Designing is Redesigning

Designing is Redesigning
Self Indulgent Rambling

I’ve produced about eight drafts of my Secret Project in the past year, and of those probably…three of them were comprehensive rewrites, as in burn it all down, start over, question everything. Like, it was less work to just start from scratch and maybe c/p useful non-system grafs than to try and carefully edit an old draft.

That feels like too many but I’ll bet it’s fairly typical. What an exhausting process.

I think half my problem is a FOMO thing, like, I want to include alllll the clever little gestures and big ideas under one roof. I’ve never been short on cleverness, which is not as awesome as it may sound. Another was that it’s damned hard for me to narrow my game idea down. The impulse to build a toolbox is really hard to shake.

I’ve been working on the fourth comprehensive revision for a couple weeks now, and I feel like I’m balanced right on the edge of bored/frustrated with the whole thing, and excited that finally, finally the thing is narrowed down and specific enough that it feels for-real playable.

I suspect the process itself is the biggest reward I’m going to get out of this. It’s proven to be true: I’ve done two contest designs this year that were enormously easier for me to conceptualize, narrow down to a specific play goal, and write (I hope) fairly clearly. And at the same time, it’s getting harder all the time to justify the time and mental effort to work on the big stuff, my own designs, my own design ambitions.

Related story coming up. Maybe stop reading here.

When I was on the up-slope of getting “good” at mountain biking, as in being able and willing to ride all day, traveling to other countries to ride, building my free time and disposable income around the bike and travel, it felt emotionally similar to where I am now. And I reached…well, not an apex, because the world is full of people who are better than you/me. But my apex, let’s say. And a moment entered my mind at that apex where I asked myself, “great, so what’s the point of all this again?” And I just quit.

It wasn’t all at once. But I’d fallen out of love of the thing. It really did feel like falling out of love with a person after putting a ton of effort into the relationship and then asking yourself “so what’s the point of all this?”

I guess I know myself well enough to fear that happening again. It’s just so easy to shrug off my own enthusiasm, to play it cool with my own excitement. It’s hard for me to maintain focus and excitement in the face of external factors, and I kind of hate that I’m so easily dissuaded.

And yet I’m so close. So close. I’ve got three Scrivener windows open right this minute and I’m like…do you cross the finish line or do you shelve it, again, for an unknown number of weeks or months or years?

Hence this procrastination exercise.

Saturday rambling; feel free to disregard. 🙂

0 thoughts on “Designing is Redesigning”

  1. You touch upon one of the main reasons I still hesitate to go deeper into game design. I’m afraid that if my passion (gaming) becomes more like work… it will cease to be a passion. That I (to use your words) will fall out of live with it.

  2. I was like that about contract bridge. I started to compete, realized how much ongoing effort that was going to be, and suddenly my enthusiasm for even casual play imploded.

  3. So, are you familiar with the Relationship Escalator? The whole idea that society is structured to push people in relationships through this series of phases (dating, moving in, marrying, kids, etc.)? With the idea that staying put at any tier is somehow failing?

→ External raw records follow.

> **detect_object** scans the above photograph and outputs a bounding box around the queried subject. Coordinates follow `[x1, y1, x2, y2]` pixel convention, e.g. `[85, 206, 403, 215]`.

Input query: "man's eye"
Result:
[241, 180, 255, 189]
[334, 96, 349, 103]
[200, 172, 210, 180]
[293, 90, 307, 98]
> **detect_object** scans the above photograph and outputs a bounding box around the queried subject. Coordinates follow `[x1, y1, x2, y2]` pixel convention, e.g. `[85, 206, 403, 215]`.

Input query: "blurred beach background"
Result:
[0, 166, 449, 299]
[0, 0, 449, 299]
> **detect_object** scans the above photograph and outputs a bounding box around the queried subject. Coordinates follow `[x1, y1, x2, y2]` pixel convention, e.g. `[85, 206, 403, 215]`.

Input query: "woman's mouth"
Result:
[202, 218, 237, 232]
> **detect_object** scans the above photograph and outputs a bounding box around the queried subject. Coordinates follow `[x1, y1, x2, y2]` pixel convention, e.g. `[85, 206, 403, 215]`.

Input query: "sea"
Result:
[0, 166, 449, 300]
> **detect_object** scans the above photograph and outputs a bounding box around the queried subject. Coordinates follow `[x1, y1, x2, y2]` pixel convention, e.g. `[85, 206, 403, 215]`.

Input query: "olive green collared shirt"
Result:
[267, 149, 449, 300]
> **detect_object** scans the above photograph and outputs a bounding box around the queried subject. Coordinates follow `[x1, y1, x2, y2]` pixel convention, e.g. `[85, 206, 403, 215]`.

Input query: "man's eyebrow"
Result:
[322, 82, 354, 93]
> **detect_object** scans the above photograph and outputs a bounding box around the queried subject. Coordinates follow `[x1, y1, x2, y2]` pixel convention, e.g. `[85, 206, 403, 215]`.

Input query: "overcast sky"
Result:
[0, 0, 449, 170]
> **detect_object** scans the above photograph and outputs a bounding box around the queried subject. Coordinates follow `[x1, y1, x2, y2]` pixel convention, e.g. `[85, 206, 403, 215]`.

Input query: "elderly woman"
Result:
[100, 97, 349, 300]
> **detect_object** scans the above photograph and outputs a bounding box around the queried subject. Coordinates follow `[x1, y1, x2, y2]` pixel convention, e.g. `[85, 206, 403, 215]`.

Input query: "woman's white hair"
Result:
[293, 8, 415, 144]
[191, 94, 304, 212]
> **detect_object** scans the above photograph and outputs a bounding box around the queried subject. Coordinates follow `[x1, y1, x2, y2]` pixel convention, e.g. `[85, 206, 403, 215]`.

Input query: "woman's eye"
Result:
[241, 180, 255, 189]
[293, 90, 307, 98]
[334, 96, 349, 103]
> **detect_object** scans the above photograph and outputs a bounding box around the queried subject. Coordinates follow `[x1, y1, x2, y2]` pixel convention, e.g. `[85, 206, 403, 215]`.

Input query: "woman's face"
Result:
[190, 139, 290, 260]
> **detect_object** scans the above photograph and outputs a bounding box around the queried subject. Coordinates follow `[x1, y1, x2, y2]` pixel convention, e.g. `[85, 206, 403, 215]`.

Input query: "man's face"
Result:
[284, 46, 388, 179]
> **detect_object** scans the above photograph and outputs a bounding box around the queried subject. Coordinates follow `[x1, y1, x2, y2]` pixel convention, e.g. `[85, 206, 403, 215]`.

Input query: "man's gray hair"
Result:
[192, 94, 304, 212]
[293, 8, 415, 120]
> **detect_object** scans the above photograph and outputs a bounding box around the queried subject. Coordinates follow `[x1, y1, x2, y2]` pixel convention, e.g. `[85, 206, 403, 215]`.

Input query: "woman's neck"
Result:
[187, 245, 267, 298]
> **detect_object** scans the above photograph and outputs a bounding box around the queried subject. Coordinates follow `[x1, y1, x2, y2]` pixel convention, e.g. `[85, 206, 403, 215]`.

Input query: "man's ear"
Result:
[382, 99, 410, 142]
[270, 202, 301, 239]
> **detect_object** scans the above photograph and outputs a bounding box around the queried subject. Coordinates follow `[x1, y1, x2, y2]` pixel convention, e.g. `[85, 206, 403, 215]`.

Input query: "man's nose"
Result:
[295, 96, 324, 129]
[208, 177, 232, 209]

    I think that’s relevant here. I think that taking on others’ metrics and rubrics is unhelpful; putting the time and effort to figure out why you do this for yourself is what I’d do.

    Obviously, I love this secret project and am really excited about it, so I have a vested interest in your answers, maybe, but whatever, ignore that. I think that feeling like you’re (personally) topping out and abandoning a thing is a response that might be worth interrogating. Is there a way for you to continue to find value in a thing without feeling that you’re pushing up? Maybe, maybe not, but it’s worth pursuing clarity on.

  4. That’s so funny you say that Joe Beason​​… This post made me immediately think of James Stuart​​’s similar experience with bridge.

    Paul Beakley​​ and chance you’ re harbouring anxiety about letting it get finished / be a thing of its own in the world?

    I ask because that’s a tricksome thing my brain would do.

  5. Oh wow! I did not know Joe Beason (or forgot) that we were bridgemates. Basically, I walked out of the North American Bridge Championships , gave up tournament bridge, and haven’t played in seven years.

  6. Not out of any anger or anything, just, either it needed to be 20 hours a week, or it needed to be 0, and I thought about it, and decided on 0. Still feel 100% confident in that decision.

  7. Sometimes it is better to allow a creation out of the studio and into the world to stand on its own.

    Turn it over to the people who will take it to the next step and don’t let yourself edit again until a few of those steps are complete.